Cutaneous squamous cell carcinoma (cSCC) is the second most common type of skin cancer. Photodynamic therapy (PDT) is a promising therapeutic method for managing cSCC due to its proven ability to target specific areas over time and its low risk of side effects. PDT may cause tissue damage and vascular shutdown, and may regulate local immunological responses. The present study aimed to investigate and compare the early lymphocyte modifications before and after PDT for SCC. A total of 10 patients with SCC were identified by pathological investigation.

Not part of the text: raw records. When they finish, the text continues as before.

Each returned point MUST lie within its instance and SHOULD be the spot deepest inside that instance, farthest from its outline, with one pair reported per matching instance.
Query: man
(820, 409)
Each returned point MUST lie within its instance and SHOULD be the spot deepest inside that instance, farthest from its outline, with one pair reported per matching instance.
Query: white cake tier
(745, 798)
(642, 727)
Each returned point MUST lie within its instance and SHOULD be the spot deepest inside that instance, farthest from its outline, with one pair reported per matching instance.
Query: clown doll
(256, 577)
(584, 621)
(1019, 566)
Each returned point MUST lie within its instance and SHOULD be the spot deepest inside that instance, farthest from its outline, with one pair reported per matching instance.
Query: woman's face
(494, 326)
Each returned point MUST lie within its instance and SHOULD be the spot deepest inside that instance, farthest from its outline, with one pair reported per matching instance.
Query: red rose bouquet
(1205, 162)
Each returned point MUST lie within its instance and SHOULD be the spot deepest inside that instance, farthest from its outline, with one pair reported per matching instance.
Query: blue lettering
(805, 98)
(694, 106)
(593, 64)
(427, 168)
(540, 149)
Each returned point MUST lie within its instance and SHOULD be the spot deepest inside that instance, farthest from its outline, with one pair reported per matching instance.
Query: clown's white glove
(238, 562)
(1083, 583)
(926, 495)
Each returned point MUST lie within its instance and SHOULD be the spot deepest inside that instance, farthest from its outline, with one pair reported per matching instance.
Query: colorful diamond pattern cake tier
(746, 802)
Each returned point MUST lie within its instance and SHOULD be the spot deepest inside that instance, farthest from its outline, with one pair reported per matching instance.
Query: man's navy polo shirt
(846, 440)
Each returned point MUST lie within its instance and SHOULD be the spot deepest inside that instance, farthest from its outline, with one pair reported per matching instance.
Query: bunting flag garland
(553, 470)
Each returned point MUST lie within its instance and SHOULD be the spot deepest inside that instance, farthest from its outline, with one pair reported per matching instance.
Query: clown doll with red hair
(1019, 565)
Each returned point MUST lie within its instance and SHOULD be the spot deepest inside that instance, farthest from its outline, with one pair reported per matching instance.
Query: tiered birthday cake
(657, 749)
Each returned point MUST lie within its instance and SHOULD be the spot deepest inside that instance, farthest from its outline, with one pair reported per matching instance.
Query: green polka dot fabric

Initially, all wounds were treated with 20% aminolevulinic acid (ALA)-PDT as the initial stage in the therapeutic procedure. The wounds were treated by exposing them to red LED light with a wavelength of 635 nm, an energy density of 100 J/cm2 and an intensity of 80 mW/cm2. The tumor tissue was surgically removed 24 h later, and another round of PDT therapy was administered. Immunohistochemistry for CD3 and CD56 was conducted on the wound tissue post-surgery. If the wound showed granulation, necrosis or secretion, debridement was added to the therapy. All patients were monitored for 0.6-1.0 year post-treatment. ALA-PDT combination surgery fully controlled the tumor tissue in all 10 patients. The immunohistochemical analysis of the wound tissues showed that the expression of CD56 increased, while the expression of CD3 was not different after photodynamic therapy. These results also indirectly indicated that the overall count of NK cells in the 10 patients increased, nevertheless, there was no alteration in the T lymphocyte count. In conclusion, the ALA-PDT combination surgical therapy for cSCC demonstrates favorable results. An increase in CD56 expression may be a mechanism for the effective treatment of cSCC with PDT.